ACEH TIMUR – Dua polisi dari Polsek Peureulak, Bripka Muchlis dan Bripka Ilham, menunjukan aksi heroik saat berupaya mengambil jasad Iskandar Abdurrahman Saman (32) warga Desa Leubok Pempeng, Kecamatan Peureulak, Kabupaten Aceh Timur diterkam buaya.
Korban tewas diterkam buaya di sungai Desa Lubuk Pempeng, Kecamatan Peureulak, Sabtu, (21/06/2025).
Kapolsek Peureulak AKP Muslim Siregar, per telepon, Minggu (22/6/2025) menyebutkan awalnya tiga pencari Iskandar Abdurrahman Saman, Abdullah Arsyad (43) dan Rahmad Azmi berenang di aliran sungai Desa Leubok Pempeng.
“Dua kawan korban melihat korban diterkam buaya. Mereka pencari kerang di sungai itu dengan teknik menyelam,” terangnya.
Korban terlihat diterkam pada bagian kepala. Karena itu pula, kedua teman korban langsung melaporkan kasus itu ke Polsek dan warga lainnya.
Lalu dua polisi Bripka Muchlis dan Bripka Ilham sebagai bintara pembina desa di kawasan itu datang. Mereka membawa senjata dan meminta izin untuk menembak buaya pada atasannya.

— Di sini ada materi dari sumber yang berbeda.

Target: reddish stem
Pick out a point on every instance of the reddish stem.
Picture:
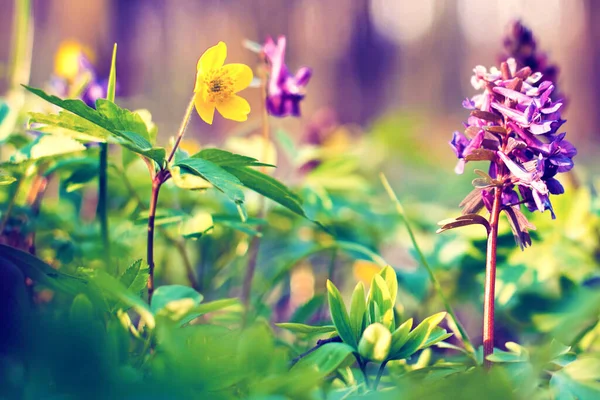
(490, 279)
(156, 182)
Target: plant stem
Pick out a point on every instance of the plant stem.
(436, 284)
(182, 127)
(102, 207)
(179, 245)
(490, 279)
(379, 374)
(20, 67)
(255, 243)
(363, 367)
(156, 182)
(11, 203)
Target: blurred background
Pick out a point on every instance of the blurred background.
(377, 63)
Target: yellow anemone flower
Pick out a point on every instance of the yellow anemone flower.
(217, 85)
(67, 62)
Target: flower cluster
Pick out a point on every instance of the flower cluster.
(285, 91)
(514, 124)
(76, 76)
(520, 44)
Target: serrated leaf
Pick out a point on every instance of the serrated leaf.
(306, 329)
(375, 342)
(163, 295)
(117, 291)
(400, 336)
(437, 335)
(339, 315)
(419, 336)
(47, 146)
(358, 307)
(70, 125)
(268, 187)
(578, 380)
(326, 359)
(227, 159)
(107, 120)
(196, 225)
(463, 220)
(42, 273)
(380, 295)
(135, 277)
(217, 176)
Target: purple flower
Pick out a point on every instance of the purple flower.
(513, 124)
(84, 84)
(520, 45)
(285, 91)
(464, 147)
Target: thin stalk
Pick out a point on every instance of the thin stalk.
(20, 68)
(179, 245)
(436, 284)
(379, 374)
(363, 368)
(11, 204)
(102, 207)
(490, 278)
(156, 183)
(182, 128)
(255, 243)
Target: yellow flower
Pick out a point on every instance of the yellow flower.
(217, 85)
(67, 61)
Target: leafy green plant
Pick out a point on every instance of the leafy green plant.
(370, 328)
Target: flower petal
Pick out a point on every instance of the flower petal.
(241, 74)
(205, 110)
(235, 108)
(213, 58)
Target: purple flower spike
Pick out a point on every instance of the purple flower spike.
(513, 124)
(285, 91)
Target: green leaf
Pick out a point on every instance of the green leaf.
(358, 308)
(226, 159)
(307, 310)
(112, 77)
(42, 273)
(437, 335)
(418, 337)
(107, 120)
(184, 315)
(70, 125)
(135, 277)
(400, 336)
(578, 380)
(47, 146)
(217, 176)
(375, 342)
(6, 179)
(164, 295)
(339, 315)
(306, 329)
(326, 359)
(4, 110)
(196, 225)
(268, 187)
(380, 295)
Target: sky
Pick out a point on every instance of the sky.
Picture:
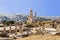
(41, 7)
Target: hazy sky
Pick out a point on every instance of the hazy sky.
(42, 7)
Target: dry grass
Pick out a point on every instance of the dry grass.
(40, 37)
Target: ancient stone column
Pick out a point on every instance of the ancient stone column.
(4, 27)
(20, 30)
(10, 29)
(15, 28)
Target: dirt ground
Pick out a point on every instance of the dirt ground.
(40, 37)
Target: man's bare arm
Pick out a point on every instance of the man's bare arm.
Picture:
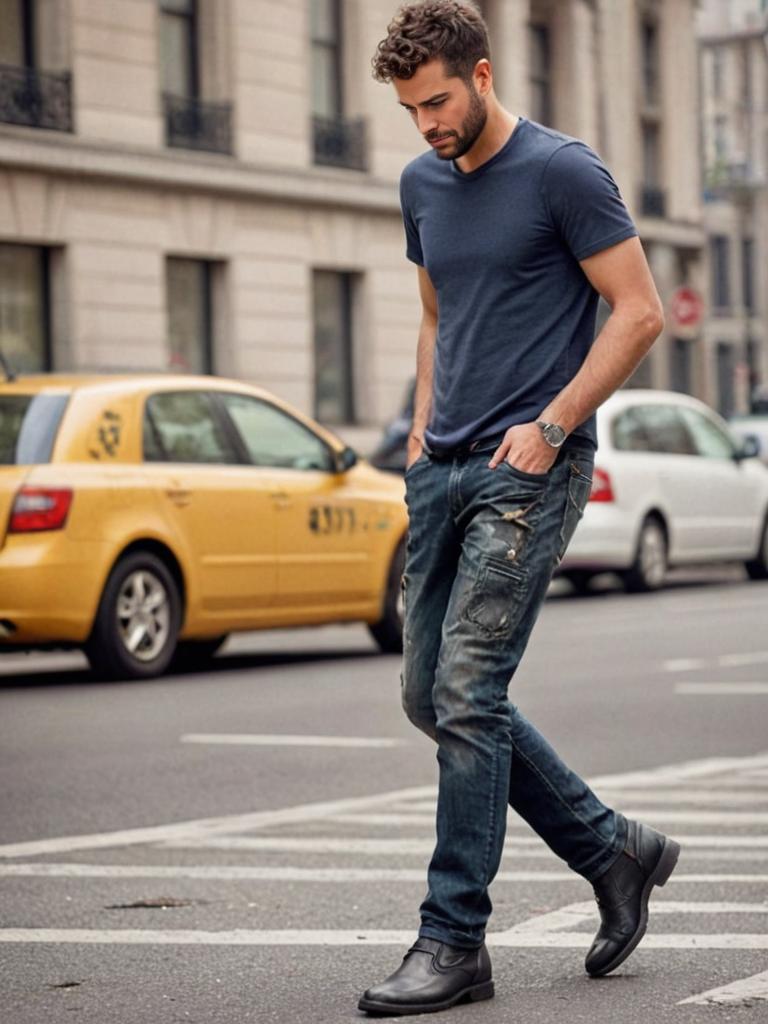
(622, 275)
(424, 365)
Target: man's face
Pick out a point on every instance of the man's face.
(449, 113)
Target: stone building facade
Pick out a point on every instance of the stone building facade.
(211, 184)
(733, 41)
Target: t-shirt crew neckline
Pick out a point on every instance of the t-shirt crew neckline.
(478, 171)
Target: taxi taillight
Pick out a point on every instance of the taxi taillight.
(39, 508)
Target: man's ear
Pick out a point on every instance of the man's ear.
(482, 77)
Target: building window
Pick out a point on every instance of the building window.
(25, 308)
(719, 254)
(334, 361)
(190, 122)
(189, 315)
(649, 40)
(339, 141)
(725, 378)
(748, 273)
(718, 62)
(540, 57)
(652, 198)
(681, 366)
(28, 95)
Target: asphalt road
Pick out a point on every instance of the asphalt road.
(248, 843)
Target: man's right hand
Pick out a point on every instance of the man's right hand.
(415, 450)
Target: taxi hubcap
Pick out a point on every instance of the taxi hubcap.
(143, 614)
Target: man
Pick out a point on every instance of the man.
(515, 230)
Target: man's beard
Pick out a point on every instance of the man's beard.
(470, 130)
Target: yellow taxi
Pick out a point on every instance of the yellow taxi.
(144, 518)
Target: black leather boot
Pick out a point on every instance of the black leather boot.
(433, 976)
(648, 859)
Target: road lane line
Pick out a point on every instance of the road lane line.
(684, 664)
(211, 826)
(225, 872)
(676, 773)
(374, 846)
(254, 739)
(243, 937)
(665, 775)
(721, 689)
(744, 990)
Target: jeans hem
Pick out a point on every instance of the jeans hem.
(610, 856)
(431, 932)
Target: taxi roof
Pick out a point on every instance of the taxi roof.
(125, 382)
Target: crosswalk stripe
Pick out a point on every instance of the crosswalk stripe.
(296, 873)
(744, 990)
(531, 940)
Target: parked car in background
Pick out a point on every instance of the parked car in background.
(672, 486)
(144, 518)
(391, 452)
(755, 426)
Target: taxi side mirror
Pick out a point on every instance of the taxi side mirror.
(749, 449)
(345, 460)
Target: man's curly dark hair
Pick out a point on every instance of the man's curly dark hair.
(451, 30)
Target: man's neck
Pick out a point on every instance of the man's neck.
(494, 136)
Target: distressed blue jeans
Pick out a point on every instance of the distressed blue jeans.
(481, 548)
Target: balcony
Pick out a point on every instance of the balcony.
(36, 98)
(192, 124)
(652, 202)
(340, 142)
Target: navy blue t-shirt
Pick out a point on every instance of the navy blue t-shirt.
(516, 312)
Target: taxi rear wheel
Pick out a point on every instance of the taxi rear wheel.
(388, 631)
(138, 619)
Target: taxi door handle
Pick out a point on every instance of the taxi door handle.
(178, 496)
(282, 499)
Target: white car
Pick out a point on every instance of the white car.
(672, 486)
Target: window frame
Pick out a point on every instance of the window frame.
(218, 397)
(221, 421)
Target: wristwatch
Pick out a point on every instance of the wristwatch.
(553, 433)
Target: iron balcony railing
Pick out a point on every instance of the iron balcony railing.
(652, 202)
(193, 124)
(340, 142)
(36, 98)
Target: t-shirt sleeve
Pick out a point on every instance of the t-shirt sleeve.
(413, 242)
(584, 201)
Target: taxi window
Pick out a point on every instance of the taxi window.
(273, 438)
(182, 426)
(29, 424)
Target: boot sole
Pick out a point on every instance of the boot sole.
(472, 994)
(658, 877)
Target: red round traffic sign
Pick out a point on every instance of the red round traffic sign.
(686, 306)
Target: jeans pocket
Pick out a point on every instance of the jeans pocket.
(498, 599)
(580, 487)
(520, 474)
(422, 460)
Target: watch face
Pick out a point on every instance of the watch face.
(554, 434)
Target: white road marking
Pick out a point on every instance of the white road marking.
(660, 815)
(676, 773)
(247, 739)
(670, 775)
(408, 847)
(724, 660)
(210, 826)
(721, 689)
(238, 937)
(744, 990)
(289, 873)
(684, 664)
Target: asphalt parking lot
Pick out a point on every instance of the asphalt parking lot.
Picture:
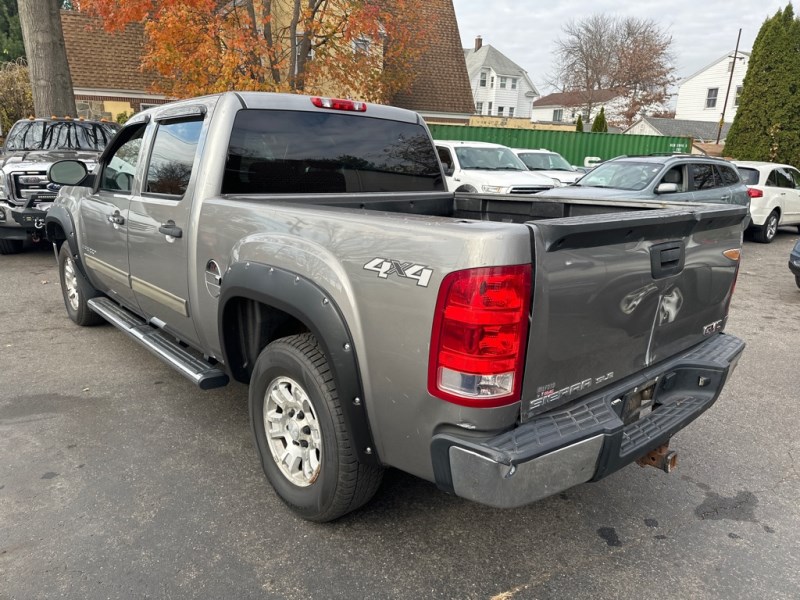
(119, 479)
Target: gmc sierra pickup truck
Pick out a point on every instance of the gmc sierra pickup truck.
(31, 147)
(503, 347)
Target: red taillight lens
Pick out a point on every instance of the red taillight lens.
(479, 336)
(339, 104)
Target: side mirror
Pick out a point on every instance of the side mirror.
(667, 188)
(68, 172)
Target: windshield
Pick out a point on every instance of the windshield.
(60, 135)
(489, 159)
(545, 161)
(622, 175)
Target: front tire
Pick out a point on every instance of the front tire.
(299, 432)
(11, 246)
(76, 290)
(766, 233)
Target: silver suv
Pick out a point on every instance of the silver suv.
(681, 178)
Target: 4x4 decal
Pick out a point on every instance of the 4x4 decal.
(387, 266)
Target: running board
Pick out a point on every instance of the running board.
(203, 374)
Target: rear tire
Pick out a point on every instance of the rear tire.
(76, 290)
(299, 432)
(766, 233)
(11, 246)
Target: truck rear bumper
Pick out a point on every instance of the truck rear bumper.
(587, 439)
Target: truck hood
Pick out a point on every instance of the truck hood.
(507, 178)
(41, 159)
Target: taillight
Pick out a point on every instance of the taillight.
(479, 336)
(338, 104)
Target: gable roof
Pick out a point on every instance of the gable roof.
(99, 59)
(716, 62)
(441, 84)
(571, 99)
(701, 131)
(487, 56)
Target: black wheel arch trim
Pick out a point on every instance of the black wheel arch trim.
(310, 304)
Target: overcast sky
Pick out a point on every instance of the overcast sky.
(525, 31)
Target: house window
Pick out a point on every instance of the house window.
(711, 97)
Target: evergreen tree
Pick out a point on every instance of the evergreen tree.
(599, 124)
(767, 126)
(11, 46)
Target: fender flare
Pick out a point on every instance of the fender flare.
(304, 300)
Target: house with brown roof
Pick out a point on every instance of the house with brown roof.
(106, 67)
(441, 90)
(564, 107)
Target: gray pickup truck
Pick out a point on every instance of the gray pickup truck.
(31, 147)
(503, 347)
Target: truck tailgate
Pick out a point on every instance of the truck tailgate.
(616, 293)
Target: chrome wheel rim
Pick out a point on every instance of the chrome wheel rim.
(71, 283)
(293, 432)
(772, 227)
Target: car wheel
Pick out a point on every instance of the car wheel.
(766, 233)
(11, 246)
(300, 435)
(76, 290)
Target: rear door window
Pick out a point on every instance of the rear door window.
(704, 177)
(299, 152)
(729, 176)
(172, 156)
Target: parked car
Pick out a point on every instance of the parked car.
(503, 347)
(774, 190)
(488, 168)
(676, 178)
(548, 163)
(794, 262)
(31, 147)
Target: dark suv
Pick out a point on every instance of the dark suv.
(681, 178)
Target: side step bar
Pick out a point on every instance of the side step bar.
(203, 374)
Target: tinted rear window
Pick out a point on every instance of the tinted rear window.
(749, 176)
(296, 152)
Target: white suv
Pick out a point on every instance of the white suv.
(774, 191)
(488, 168)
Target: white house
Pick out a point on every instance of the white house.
(500, 87)
(701, 96)
(564, 107)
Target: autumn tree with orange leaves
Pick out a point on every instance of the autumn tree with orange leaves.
(364, 49)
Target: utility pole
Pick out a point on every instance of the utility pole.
(730, 80)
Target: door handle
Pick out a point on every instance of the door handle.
(169, 228)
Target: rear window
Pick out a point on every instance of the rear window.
(749, 176)
(297, 152)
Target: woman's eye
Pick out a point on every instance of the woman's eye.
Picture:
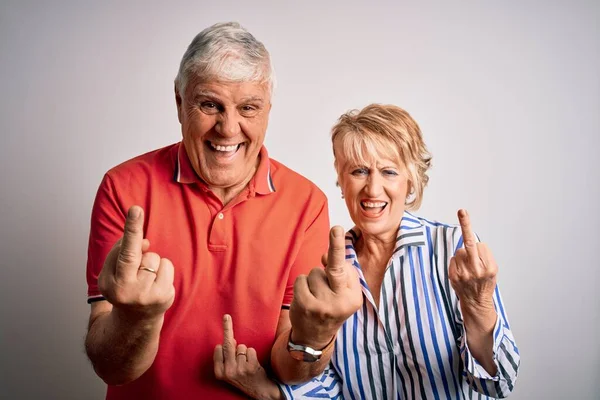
(360, 171)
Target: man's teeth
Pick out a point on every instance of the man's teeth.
(375, 204)
(224, 148)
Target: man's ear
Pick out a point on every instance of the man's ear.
(178, 101)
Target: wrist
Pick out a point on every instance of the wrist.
(315, 343)
(481, 320)
(274, 393)
(139, 322)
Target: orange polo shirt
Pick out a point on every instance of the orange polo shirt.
(241, 259)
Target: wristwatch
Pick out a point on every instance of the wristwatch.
(305, 353)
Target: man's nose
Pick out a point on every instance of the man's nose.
(228, 125)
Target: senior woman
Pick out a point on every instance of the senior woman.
(412, 338)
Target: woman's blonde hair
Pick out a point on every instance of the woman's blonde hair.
(386, 131)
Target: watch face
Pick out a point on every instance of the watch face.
(303, 356)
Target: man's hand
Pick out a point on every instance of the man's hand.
(238, 365)
(139, 284)
(472, 273)
(323, 300)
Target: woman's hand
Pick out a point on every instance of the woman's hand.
(472, 273)
(239, 366)
(325, 298)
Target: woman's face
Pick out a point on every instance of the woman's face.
(375, 194)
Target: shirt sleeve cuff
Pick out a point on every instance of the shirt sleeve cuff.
(472, 366)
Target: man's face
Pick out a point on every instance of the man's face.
(223, 126)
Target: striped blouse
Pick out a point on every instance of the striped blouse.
(413, 345)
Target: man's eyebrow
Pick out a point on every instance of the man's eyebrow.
(207, 93)
(253, 98)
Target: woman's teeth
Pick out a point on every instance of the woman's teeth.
(373, 204)
(224, 148)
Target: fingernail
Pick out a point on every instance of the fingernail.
(134, 212)
(337, 231)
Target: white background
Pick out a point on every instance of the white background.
(506, 93)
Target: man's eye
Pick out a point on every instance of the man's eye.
(209, 107)
(248, 110)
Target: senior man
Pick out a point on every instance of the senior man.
(183, 235)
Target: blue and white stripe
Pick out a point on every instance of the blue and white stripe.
(413, 345)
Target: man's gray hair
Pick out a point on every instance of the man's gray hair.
(225, 52)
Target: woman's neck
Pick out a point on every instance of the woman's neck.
(376, 250)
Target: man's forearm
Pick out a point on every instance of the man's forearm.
(291, 371)
(121, 350)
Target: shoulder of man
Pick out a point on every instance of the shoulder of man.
(291, 182)
(155, 163)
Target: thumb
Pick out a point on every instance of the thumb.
(336, 260)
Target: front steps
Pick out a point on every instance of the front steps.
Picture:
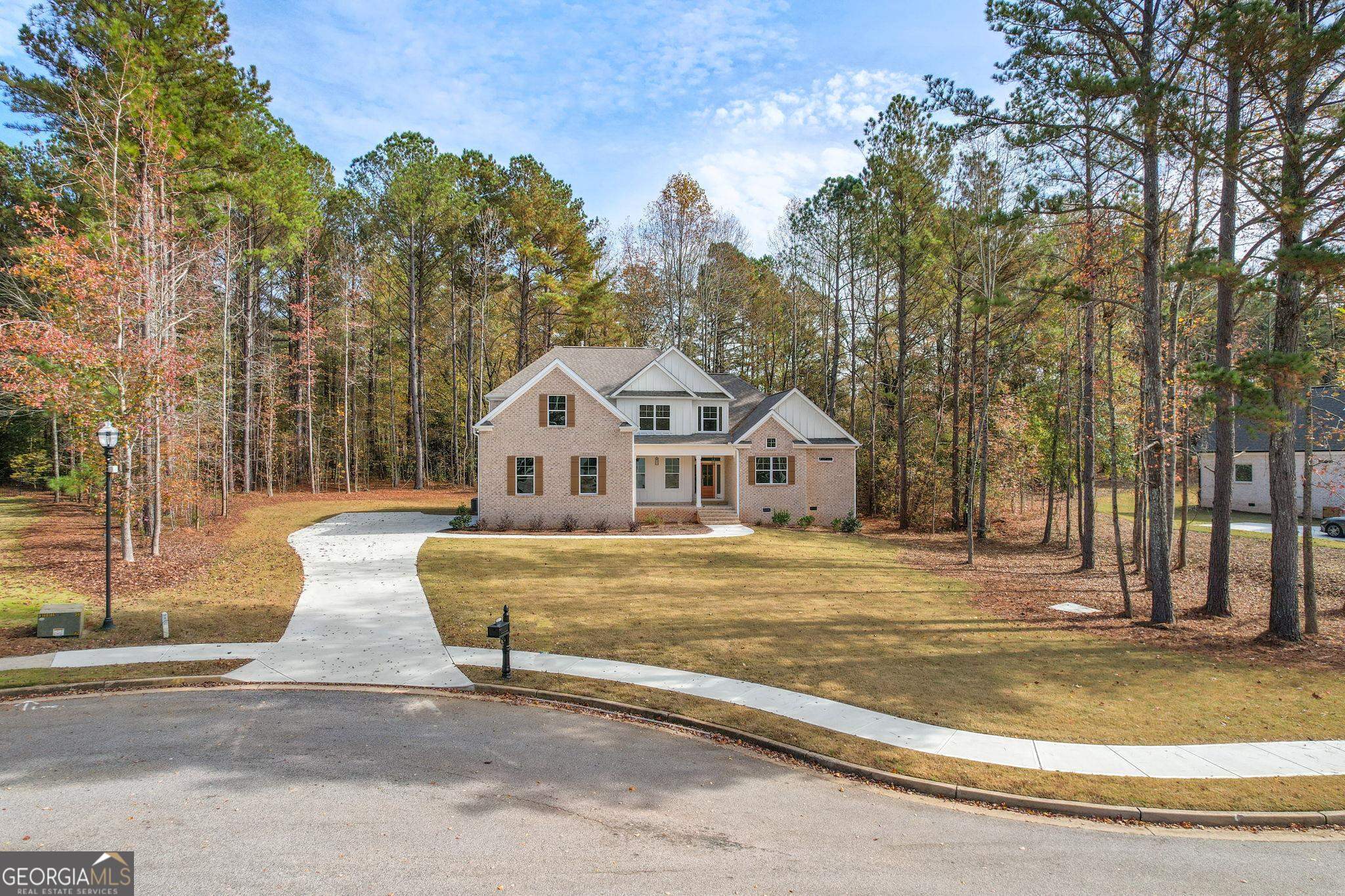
(717, 515)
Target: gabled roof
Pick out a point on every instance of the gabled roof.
(758, 414)
(744, 396)
(603, 368)
(603, 371)
(556, 364)
(1328, 426)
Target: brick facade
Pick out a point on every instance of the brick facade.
(518, 433)
(825, 485)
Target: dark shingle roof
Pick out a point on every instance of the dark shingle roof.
(1328, 426)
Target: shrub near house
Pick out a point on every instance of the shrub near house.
(588, 436)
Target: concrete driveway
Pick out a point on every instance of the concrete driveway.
(223, 792)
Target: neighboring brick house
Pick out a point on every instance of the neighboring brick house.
(1251, 458)
(613, 435)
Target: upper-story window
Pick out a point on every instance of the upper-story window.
(657, 417)
(557, 410)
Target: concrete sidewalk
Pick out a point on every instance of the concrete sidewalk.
(363, 618)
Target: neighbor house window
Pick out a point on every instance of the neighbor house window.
(588, 476)
(655, 417)
(772, 471)
(525, 476)
(557, 410)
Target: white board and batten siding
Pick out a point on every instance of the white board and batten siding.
(693, 377)
(682, 416)
(802, 416)
(654, 379)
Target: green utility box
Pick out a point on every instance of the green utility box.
(61, 621)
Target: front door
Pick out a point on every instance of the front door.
(711, 480)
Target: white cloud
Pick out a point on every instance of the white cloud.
(845, 100)
(762, 151)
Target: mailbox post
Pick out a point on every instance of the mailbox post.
(499, 629)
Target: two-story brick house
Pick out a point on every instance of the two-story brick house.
(613, 435)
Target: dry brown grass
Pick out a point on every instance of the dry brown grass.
(1016, 578)
(240, 585)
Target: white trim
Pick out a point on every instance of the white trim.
(549, 412)
(771, 472)
(704, 372)
(699, 417)
(779, 419)
(666, 372)
(655, 405)
(554, 366)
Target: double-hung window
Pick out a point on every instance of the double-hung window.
(655, 417)
(588, 476)
(557, 410)
(772, 471)
(525, 476)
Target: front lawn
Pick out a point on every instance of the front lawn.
(843, 618)
(241, 589)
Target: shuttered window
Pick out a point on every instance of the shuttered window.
(772, 471)
(525, 476)
(588, 476)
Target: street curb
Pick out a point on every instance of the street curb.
(115, 684)
(1195, 817)
(938, 788)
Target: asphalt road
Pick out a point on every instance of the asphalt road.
(303, 792)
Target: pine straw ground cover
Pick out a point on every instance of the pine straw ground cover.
(854, 620)
(232, 581)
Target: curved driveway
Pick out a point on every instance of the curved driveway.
(359, 793)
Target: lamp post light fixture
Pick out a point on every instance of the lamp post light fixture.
(108, 440)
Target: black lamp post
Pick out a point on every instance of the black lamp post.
(108, 440)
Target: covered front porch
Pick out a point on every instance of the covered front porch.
(680, 480)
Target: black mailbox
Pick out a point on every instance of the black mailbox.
(499, 629)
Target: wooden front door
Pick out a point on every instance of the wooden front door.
(711, 480)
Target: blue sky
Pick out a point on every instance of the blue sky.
(759, 100)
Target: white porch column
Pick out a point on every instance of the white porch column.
(695, 481)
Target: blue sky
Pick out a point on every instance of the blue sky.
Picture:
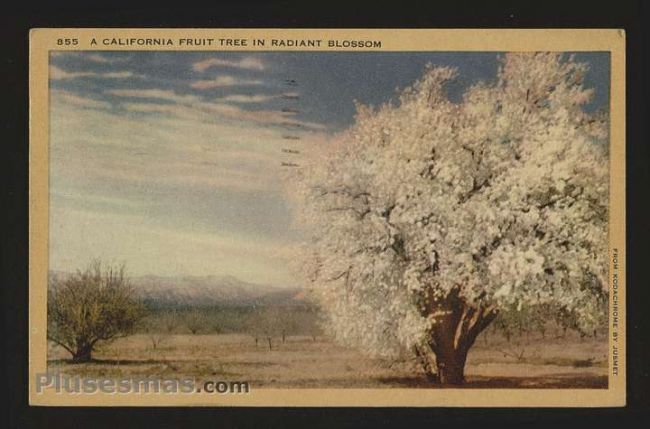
(170, 161)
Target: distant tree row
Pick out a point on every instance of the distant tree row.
(98, 305)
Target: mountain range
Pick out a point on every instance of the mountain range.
(204, 291)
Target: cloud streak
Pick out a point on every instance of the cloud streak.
(57, 73)
(246, 63)
(224, 81)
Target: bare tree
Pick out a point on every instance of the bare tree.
(93, 305)
(195, 321)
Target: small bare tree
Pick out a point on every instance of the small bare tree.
(93, 305)
(195, 321)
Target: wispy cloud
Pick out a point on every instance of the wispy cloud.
(83, 102)
(60, 74)
(247, 63)
(102, 59)
(246, 98)
(224, 81)
(157, 94)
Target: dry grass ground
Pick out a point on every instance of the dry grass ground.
(303, 362)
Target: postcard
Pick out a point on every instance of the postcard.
(344, 217)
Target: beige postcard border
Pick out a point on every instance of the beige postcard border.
(42, 41)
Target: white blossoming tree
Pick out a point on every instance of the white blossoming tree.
(429, 217)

“Korban terlihat dalam mulut buaya. Lalu polisi menembak pada bagian samping buaya dengan tujuan korban dilepas,” terang Kapolsek.
Setelah buaya takut akan tembakan, kedua polisi ini melompat ke sungai bersama warga lainnya untuk menarik korban. Sayangnya korban meninggal dunia dan diserahkan ke keluarga untuk prosesi pemakaman.
“Saya imbau warga jangan main di sungai itu. Karena setahun ini saja sudah dua korban diterkam buaya,” pungkasnya.